Ferdinand Pecora was little known outside New York until 1933. The former New York prosecutor was called to Washington to become chief counsel of Senate hearings looking into Wall Street’s wrongdoings that led to the Crash of 1929. Pecora is a surprising hero of the time — he was a poor Italian immigrant who earned his legal education at night school. And over a ten-day period, he grilled some of the titans of Wall Street, toppling one of them — multimillionaire Charles Mitchell, aka Sunshine Charley — who was chairman of National City Bank, the predecessor of the current-day Citibank. NPR’s Robert Siegel talks to Michael Perino, a law professor and former Wall Street litigator, about his new book, The Hellhound of Wall Street: How Ferdinand Pecora’s Investigation of the Great Crash Forever Changed American Finance.

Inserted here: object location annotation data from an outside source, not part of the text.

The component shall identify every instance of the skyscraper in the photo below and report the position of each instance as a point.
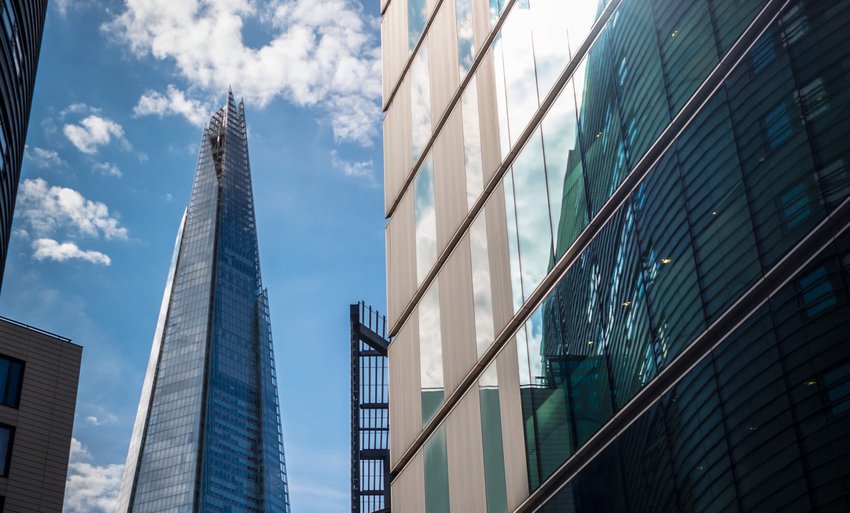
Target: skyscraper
(207, 435)
(618, 256)
(21, 26)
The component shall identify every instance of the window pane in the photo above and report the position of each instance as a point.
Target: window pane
(420, 98)
(430, 353)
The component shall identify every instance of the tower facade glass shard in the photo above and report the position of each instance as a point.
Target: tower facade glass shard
(207, 435)
(21, 27)
(618, 255)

● The Quant Investor’s Almanac 2011: A Roadmap to Investing
By Irene Aldridge, Steven Krawciw
Summary via press release.
For years, quantitative investing was regarded as the domain of a select few institutional traders that employed teams of highly educated mathematicians and physicists. Yet many principles behind quantitative investing do not require mathematical prowess, computer knowledge, or economic education to understand. In The Quant Investor’s Almanac 2011: A Roadmap to Investing, Irene Aldridge, quantitative portfolio manager at a boutique investment firm, and Steven Krawciw, executive at a global private bank, offer investors the latest quantitative investing strategies digested down to their essentials.